To the shareholders of XX Company Limited,

1. Opinion

We have audited the financial statements of XX Company Limited, which comprise the consolidated as well as Company’s balance sheet as at 31 December 2023, the Company’s and the consolidated income statement, cash flow statement and statement of changes in shareholders’ equity for the year then ended, and the related notes to the financial statements.

In our opinion, the accompanying financial statements of XX Company Limited present fairly, in all material respects, the Company’s and the consolidated financial position as at 31 December 2023, the Company’s and the consolidated results of operations and cash flows for the year then ended in accordance with Accounting Standards for Business Enterprises.

2. Basis for Opinion

We conducted our audit in accordance with China Standards on Auditing for Chinese Certified Public Accountants. Our responsibilities under those standards are further described in the “Auditor’s Responsibilities for the Audit of the Financial Statements” section of our report. We are independent of XX Company Limited in accordance with the Code of Ethics for Chinese Certified Public Accountants, and we have fulfilled our other ethical responsibilities of the code. We believe that the audit evidence we have obtained is sufficient and appropriate to provide a basis for our audit.

3. Key Audit Matters

Key audit matters are those matters that we consider, in our professional judgment, were of most significance in our audit of the financial statements of the current period. These matters were addressed in the context of our audit of the financial statements as a whole and, in forming our audit opinion thereon, and we do not express a separate opinion on these matters.

4. Other Information

The management of XX Company Limited (hereinafter referred to as the “Management”) is responsible for the other information. The other information comprises the information included in the XX Company Limited 2023 annual report, but does not include the financial statements and our auditor’s report thereon.

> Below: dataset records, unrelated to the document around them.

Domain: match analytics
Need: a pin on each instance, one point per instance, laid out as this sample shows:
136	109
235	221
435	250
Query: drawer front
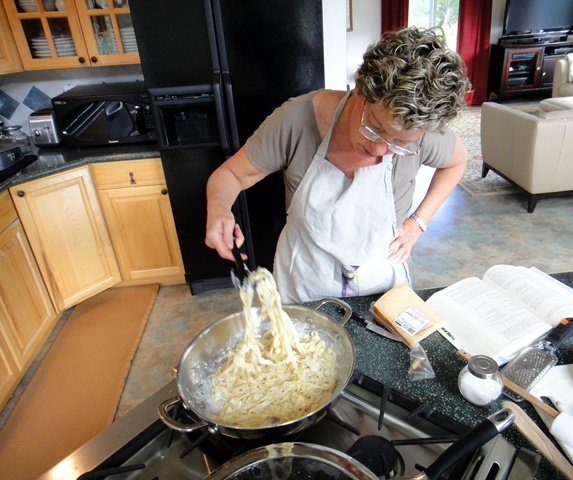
128	173
7	211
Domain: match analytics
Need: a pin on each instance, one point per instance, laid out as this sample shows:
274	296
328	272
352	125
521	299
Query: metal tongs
239	276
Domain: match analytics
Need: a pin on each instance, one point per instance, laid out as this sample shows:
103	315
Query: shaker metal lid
482	366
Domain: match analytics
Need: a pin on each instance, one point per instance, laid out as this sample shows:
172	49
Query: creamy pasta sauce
279	377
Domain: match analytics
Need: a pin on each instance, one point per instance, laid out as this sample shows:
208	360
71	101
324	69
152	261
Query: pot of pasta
270	369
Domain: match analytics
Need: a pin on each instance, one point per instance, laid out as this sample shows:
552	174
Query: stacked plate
40	48
128	39
49	5
28	5
64	45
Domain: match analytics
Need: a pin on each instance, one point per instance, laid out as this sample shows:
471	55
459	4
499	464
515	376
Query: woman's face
373	134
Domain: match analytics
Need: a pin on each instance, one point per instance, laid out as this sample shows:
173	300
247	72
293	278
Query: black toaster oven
104	114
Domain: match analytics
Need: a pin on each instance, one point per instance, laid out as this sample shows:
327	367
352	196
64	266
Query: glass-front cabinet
72	33
9	56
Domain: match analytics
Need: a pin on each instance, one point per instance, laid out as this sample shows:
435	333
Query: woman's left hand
406	237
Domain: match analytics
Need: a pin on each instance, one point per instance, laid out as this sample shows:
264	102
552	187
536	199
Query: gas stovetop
140	446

Our opinion on the financial statements does not cover the other information and we do not express any form of assurance conclusion thereon.

In connection with our audit of the financial statements, our responsibility is to read the other information and, in doing so, consider whether the other information is materially inconsistent with the financial statements or our knowledge obtained in the audit or otherwise appears to be materially misstated.

If, based on the work we have performed, we conclude that there is a material misstatement of the other information, we are required to report that fact. We have nothing to report in this regard.

5. Responsibilities of the Management and Those Charged with Governance for the Financial Statements

The Management is responsible for the preparation of the financial statements in accordance with Accounting Standards for Business Enterprises to achieve fair presentation; and designing, implementing and maintaining internal control which is necessary to enable that the financial statements are free from material misstatement, whether due to fraud or error.

In preparing the financial statements, the Management is responsible for assessing XX Company Limited’s ability to continue as a going concern, disclosing, as applicable, matters related to going concern and using the going concern basis of accounting unless the Management either intends to liquidate XX Company Limited or to cease operations, or have no realistic alternative but to do so.

Those charged with governance are responsible to overseeing XX Company Limited’s financial reporting process.

6. Auditor’s Responsibilities for the Audit of the Financial Statements

Our objectives are to obtain reasonable assurance about whether the financial statements as a whole are free from material misstatement, whether due to fraud or error, and to issue an auditor’s report that includes our opinion. Reasonable assurance is a high level of assurance, but is not a guarantee that an audit conducted in accordance with auditing standards will always detect a material misstatement when it exists. Misstatements can arise from fraud or error and are generally considered material if, individually or in the aggregate, they could reasonably be expected to influence the economic decisions of users taken on the basis of these financial statements.

During the course of audit in accordance with auditing standards, we exercise professional judgment and maintain professional skepticism. We also carry out the following works:

(1) Identify and assess the risks of material misstatement of the financial statements, whether due to fraud or error, design and perform audit procedures responsive to those risks, and obtain audit evidence that is sufficient and appropriate to provide a basis for our audit. The risk of not detecting a material misstatement resulting from fraud is higher than for one resulting from error, as fraud may involve collusion, forgery, intentional omissions, misrepresentations, or the override of internal control.

(2) Obtain an understanding of internal control relevant to the audit in order to design audit procedures that are appropriate in the circumstances, but not for the purpose of expressing an opinion on the effectiveness of its internal control (this sentence would be deleted in circumstance when we are also responsible to issue an opinion on the effectiveness of internal control in conjunction with the audit of the financial statements).

(3) Evaluate the appropriateness of accounting policies used and the reasonableness of accounting estimates and related disclosures made by the Management.

(4) Conclude on the appropriateness of the Management’s use of the going concern basis of accounting and, based on the audit evidence obtained, whether a material uncertainty exists related to events or conditions that may cast significant doubt on XX Company Limited’s ability to continue as a going concern. If we conclude that a material uncertainty exists, we are required to draw attention in our auditor’s report to the related disclosures in the financial statements in accordance with the auditing standards or, if such disclosures are inadequate, we shall modify our opinion. Our conclusions are based on the audit evidence obtained up to the date of our auditor’s report. However, future events or conditions may cause XX Company Limited to cease to continue as a going concern.

(5) Evaluate the overall presentation, structure and content of the financial statements, including the disclosures, and also whether the financial statements represent the underlying transactions and events in a manner that achieves fair presentation.

We communicate with those charged with governance regarding, among other matters, the planned scope and timing of the audit and significant audit findings etc., including any significant deficiencies in internal control that we identify during our audit.

We also provide those charged with governance with a statement that we have complied with those relevant ethical requirements regarding independence, and to communicate with them all relationships and other matters that may reasonably be thought to bear on our independence and related safeguards, where applicable.

From the matters communicated with those charged with governance, we determine those matters that were of most significance in the audit of the financial statements of the current period and are therefore the key audit matters. We describe these matters in our auditor’s report unless law or regulation prohibited public disclosure about the matter or when, in rare circumstances, we determine that a matter should not be communicated in our report because the adverse consequences of doing so would reasonably be expected to outweigh the public interest benefits of such communication.